MHP lideri Devlet Bahçeli’nin adım adım ilerlettiği süreç, Türkiye Cumhuriyeti devlet aklının himayesinde, geriye dönük yapılan muhasebenin, sebepler ve sonuçlar üzerinden hareketle belirlenen terörsüz Türkiye idealini gerçekleştirmeye matuf bir vizyondur.

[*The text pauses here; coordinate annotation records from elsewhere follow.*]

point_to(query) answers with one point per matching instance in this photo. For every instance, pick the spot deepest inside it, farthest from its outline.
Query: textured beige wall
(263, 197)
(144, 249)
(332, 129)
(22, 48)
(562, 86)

Bu vizyonun ilk adımı “iç cepheyi tahkim” etmektir. Terör eylemleri ve bölücülük faaliyetleri emperyalist güçler ve içerideki uzantıları tarafından desteklendi. Kürt ve Kürtçe denince akla PKK terör örgütü, bölücülük gelsin istediler. Bunu da büyük bir oranda başardılar. Lazca şarkıları hep bir ağızdan söylenirken, Kürtçe şarkılar terörü ve bölücülüğü çağrıştırdı. Toplumsal baskılar ve algılar yerleştikçe mesafeler açıldı. Etkiye tepki ayrışmalar, düşmanlıklar beslendi. Bir yüzyılımızı heba ettik.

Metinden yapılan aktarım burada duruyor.